The problem is that this country is facing a housing crisis. There are 126,000 children without a home to call their own. Rough sleeping has more than doubled since 2010. Home ownership among the under-45s has fallen by 900,000 since 2010. More than 1 million people are on council waiting lists.
Labour has made many commitments on how we will address the housing crisis. We will launch the biggest council building programme for a generation. We will build for those who need it, including the very poorest and the most vulnerable, with a big boost to new social rented homes. We will stop the sell-off of social rented homes by suspending the right to buy. We will look closely at how local authorities deal with land—how they sell land if they need to sell land. The right hon. Lady talked about that, and we will look closely at how we contain the value and the price of land. We will transform the planning system with a new duty to deliver affordable homes.
We also want to encourage greater use of brownfield sites. I mentioned the site in Stockton where someone can buy a four-bedroom house for £200,000. I visited that just last week. It was a brownfield site—a big joinery company used to be on the site. People are starting to build there, so I hope that the centre of Guildford might see a similar development in the near future.
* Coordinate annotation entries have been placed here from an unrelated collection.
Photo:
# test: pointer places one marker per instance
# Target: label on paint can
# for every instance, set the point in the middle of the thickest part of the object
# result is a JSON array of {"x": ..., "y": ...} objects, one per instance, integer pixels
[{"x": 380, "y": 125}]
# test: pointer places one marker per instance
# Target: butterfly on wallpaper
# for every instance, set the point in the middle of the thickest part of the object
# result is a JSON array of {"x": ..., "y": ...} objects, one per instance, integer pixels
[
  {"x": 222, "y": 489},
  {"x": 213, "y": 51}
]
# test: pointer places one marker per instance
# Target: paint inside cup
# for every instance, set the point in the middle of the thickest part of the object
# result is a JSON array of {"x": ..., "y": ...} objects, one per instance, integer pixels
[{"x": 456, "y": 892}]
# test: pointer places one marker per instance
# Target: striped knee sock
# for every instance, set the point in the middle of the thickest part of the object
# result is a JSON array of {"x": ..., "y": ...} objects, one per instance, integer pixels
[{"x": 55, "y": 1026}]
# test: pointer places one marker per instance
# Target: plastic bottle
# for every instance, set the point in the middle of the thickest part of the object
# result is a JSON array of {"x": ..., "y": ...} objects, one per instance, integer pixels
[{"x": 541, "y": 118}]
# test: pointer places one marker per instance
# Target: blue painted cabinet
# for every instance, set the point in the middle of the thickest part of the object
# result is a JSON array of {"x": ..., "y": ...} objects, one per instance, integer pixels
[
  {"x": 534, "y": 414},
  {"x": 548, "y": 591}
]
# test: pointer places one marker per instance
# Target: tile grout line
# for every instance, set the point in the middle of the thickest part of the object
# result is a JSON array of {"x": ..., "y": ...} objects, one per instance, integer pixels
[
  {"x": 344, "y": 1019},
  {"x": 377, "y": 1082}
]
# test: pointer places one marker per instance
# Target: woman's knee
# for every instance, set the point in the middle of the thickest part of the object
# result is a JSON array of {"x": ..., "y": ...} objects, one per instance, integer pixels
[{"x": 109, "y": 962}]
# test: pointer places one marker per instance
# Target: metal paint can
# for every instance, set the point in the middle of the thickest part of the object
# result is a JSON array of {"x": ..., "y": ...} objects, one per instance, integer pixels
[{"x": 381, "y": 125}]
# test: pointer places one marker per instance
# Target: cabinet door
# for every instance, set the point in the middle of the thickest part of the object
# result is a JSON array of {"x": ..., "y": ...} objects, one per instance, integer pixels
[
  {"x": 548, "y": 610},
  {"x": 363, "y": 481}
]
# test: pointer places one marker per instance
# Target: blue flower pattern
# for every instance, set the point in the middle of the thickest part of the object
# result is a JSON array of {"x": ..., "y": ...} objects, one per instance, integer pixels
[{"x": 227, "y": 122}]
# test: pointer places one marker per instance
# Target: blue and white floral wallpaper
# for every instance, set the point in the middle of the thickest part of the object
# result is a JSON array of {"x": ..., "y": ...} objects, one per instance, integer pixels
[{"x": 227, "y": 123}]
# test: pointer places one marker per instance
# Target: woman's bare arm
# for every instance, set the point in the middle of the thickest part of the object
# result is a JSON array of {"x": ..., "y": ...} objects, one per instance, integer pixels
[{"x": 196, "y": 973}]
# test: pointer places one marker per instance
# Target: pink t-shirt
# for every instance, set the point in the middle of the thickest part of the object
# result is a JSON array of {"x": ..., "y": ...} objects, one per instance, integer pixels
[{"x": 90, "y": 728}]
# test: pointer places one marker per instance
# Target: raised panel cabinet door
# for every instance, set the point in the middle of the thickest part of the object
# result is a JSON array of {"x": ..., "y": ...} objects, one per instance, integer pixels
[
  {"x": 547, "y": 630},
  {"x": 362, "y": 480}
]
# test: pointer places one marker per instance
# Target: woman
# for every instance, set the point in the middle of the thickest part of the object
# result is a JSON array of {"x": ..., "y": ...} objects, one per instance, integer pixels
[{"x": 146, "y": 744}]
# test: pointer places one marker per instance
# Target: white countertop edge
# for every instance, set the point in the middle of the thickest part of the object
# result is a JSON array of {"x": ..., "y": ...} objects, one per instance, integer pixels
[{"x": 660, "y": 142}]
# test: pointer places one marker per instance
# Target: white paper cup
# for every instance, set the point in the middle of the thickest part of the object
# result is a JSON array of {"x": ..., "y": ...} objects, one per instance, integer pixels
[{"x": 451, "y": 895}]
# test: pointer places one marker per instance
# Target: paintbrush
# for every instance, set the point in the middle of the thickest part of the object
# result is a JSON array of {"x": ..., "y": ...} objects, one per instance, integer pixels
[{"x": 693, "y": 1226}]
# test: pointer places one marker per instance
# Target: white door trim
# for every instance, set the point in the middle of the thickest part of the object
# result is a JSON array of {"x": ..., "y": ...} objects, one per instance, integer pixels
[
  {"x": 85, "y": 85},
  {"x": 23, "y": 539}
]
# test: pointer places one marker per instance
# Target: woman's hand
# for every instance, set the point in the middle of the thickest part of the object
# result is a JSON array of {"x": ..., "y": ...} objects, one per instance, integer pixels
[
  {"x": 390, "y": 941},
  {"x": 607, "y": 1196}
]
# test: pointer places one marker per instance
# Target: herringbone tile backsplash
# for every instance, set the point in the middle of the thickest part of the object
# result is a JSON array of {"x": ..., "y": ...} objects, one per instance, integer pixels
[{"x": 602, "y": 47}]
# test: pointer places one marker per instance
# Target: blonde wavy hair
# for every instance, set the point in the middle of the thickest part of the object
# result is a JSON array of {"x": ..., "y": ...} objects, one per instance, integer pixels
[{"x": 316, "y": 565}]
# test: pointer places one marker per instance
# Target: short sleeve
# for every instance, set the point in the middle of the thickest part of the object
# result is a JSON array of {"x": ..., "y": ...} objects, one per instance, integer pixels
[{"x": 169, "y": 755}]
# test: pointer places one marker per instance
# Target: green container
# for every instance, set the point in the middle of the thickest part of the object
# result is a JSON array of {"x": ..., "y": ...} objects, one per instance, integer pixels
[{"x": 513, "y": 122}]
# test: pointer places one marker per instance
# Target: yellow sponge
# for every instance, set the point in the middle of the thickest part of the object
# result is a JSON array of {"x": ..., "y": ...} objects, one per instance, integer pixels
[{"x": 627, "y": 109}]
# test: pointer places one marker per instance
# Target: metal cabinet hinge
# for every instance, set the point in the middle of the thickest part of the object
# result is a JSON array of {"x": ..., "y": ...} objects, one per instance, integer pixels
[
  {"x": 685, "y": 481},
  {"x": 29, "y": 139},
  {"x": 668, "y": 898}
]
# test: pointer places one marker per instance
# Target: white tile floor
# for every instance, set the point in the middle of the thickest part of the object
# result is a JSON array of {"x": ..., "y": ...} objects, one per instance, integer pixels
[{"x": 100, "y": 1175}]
I think that you might be a little indulgent, Mr Davies, if this is quite a long intervention. The hon. Member for Stockton North (Alex Cunningham) has spoken about brownfield sites, and my right hon. Friend the Member for Guildford (Anne Milton) mentioned, on my behalf, Romsey brewery. Our big challenge there is that that is the only remaining brownfield site in the centre of Romsey, yet because the developers have started the build, there are no additional powers to force them to build it out. Would the hon. Gentleman like to expand a little on how he sees a future in which levers can be applied to developers where they have the permission and have started the build and where compulsory purchase is not possible, for a wide variety of reasons, including the fact that every time the council comes close to compulsory purchase, the developer simply starts building one more unit? Does the Labour party have any great suggestions on how we might resolve such situations?
I will develop that point later in my speech, but we believe that we could impose penalties in that situation. If developers were failing to develop the land, we could tax the land in a particular way so that they could decide either to pay the tax or to get on with the development.
A Government can take many actions to alleviate the housing crisis, but of course the real answer is to build more genuinely affordable homes. To truly address homelessness of all kinds, we need those affordable homes for people to live in. To enable more young people to buy a house, there needs to be the stock available at a price that they can afford. My researcher, Kerri Prince, lives in Greater London and is saving desperately to buy a house, but she needs £40,000 or £50,000 to put a deposit on a house, so it is almost an impossible task for her.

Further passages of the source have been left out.